I have always like the idea of owning a hearse... I think we all have at some point in our life. When I decided that time was now, I found her. I will just refer to it as her until I find a name that is suitable. Funeral homes made a practice of naming the coaches after the first female transport, or so the story goes...So for now it will be just "Her" -- the other woman.
November 2008, I had found a hearse in Tucson while looking at countless web sites and ads. This poor guy was trying to list her on Craig's list but kept getting flagged. I caught it just after he posted and, literally an hour later, it was flagged again. He was getting frustrated to say the least. Anyway, he responded to my e-mail, telling me a little bit at a time. It was obvious that we were both car enthusiast and shared a common ground.
He told me he had bought it from a guy who owned a Tattoo shop in town. It was sitting in the backyard of his house. Now in his possession, he took good care of it. It still had the original interior fabric and seat.

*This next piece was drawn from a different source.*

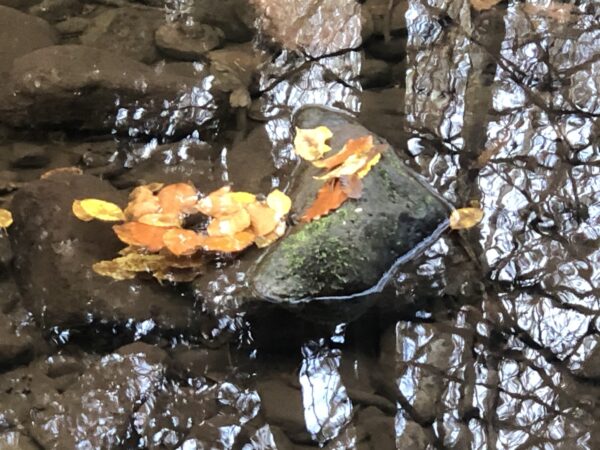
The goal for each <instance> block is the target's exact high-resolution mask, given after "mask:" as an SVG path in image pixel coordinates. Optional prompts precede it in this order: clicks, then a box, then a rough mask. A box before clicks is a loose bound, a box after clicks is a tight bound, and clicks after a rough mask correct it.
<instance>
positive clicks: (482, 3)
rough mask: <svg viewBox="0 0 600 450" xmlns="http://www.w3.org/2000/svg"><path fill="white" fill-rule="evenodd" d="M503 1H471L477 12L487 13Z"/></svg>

So we struck a deal and the trip was planned, as I live in Phoenix. Not too far to drive but, when you have a 39-year-old car that is about to drive 175 miles home, it needs to be planned out. My wife, Shanan, went with me to provide an unbiased opinion about it. When we pulled onto the street, her reaction was classic..."OH MY GOD!! That thing is long!" Even I was taken back by the size. After a quick drive around the block we headed off to the notary to get the title signed over. Then off we went to Phoenix. Now, this is in December, by the time we closed the deal, and the heater was blocked off. It was a cold trip home. He had told me it would take a while to drive, due to him never driving over 50 mph in it. 50 mph?!? This car was made to cruise down the highways at 80 plus! But I did take it easy for the first part, then slowly took her up to speed.

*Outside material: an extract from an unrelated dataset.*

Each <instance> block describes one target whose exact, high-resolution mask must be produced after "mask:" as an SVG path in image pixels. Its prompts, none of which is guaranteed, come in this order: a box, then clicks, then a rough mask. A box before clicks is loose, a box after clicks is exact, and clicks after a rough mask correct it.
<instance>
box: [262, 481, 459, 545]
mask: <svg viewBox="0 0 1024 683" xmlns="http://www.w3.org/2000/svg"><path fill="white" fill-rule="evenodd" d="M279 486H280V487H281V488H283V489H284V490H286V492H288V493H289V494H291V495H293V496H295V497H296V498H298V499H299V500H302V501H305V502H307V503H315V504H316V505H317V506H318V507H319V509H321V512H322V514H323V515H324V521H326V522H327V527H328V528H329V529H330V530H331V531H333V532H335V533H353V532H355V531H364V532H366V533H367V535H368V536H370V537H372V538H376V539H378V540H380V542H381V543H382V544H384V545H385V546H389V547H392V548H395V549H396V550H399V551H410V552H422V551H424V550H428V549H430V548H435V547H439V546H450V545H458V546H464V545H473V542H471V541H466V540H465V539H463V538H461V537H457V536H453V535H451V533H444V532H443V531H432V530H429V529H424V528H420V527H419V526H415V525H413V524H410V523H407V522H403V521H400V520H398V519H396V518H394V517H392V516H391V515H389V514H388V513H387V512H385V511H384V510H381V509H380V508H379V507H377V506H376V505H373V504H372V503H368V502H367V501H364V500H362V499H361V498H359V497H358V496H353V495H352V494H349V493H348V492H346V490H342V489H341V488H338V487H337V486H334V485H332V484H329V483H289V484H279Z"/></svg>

This car is called a "3-Way", which means the side doors open out opposite the front doors. This allowed the casket to be carried out either the rear or side. The 3-ways were not as popular, as they cost more money. I haven't found any production numbers yet. But, then again, who gives a shit..It's in my possession now! I do know it is getting harder to find these.

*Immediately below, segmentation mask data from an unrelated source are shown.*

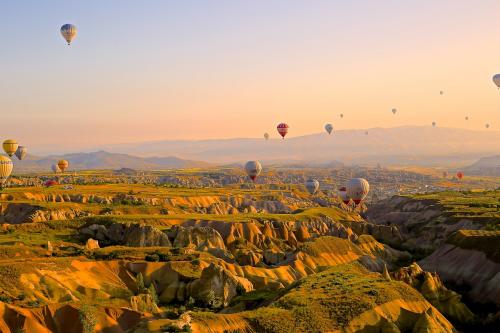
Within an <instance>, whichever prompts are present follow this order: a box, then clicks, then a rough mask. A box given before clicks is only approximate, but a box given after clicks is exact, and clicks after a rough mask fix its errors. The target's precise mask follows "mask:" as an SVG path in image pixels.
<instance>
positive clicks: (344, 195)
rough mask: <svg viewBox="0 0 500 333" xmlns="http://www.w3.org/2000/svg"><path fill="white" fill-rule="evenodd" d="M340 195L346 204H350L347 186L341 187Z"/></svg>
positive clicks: (339, 188)
mask: <svg viewBox="0 0 500 333" xmlns="http://www.w3.org/2000/svg"><path fill="white" fill-rule="evenodd" d="M339 197H340V199H341V200H342V202H343V203H345V204H346V205H348V204H349V201H351V199H350V198H349V196H348V195H347V189H346V188H345V186H342V187H341V188H339Z"/></svg>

The engine is a big 472. That means that it has a different way of measuring gas mileage...you say "miles per gallon", I say "gallons per mile". Weighing in at over 6000 lbs, she doesn't get there quick, but she gets there in style. I just can't stop her as well...so don't cut me off.
Over the next couple of months I will be slowly fixing up the interior so I can carry up to 6 people. I rent this out as a limo service, from time to time, and need the space. Of course, I will put the undercar lights and loud sound system in it, as time and finances allow. Stay tuned.

New Blog Section

At the request of my web designer, I am going to start a blog to keep all of you informed as to whats going on with our company and products. In these blogs I will talk about ideas, show pictures of our work in progress and just basically tell you stuff as if you were sitting down with me at a bar and having a drink. Keep checking back for updates to this. I don't know how many I can pump out or how often but, if I have an idea or something pops up, I'll be sure to tell you all.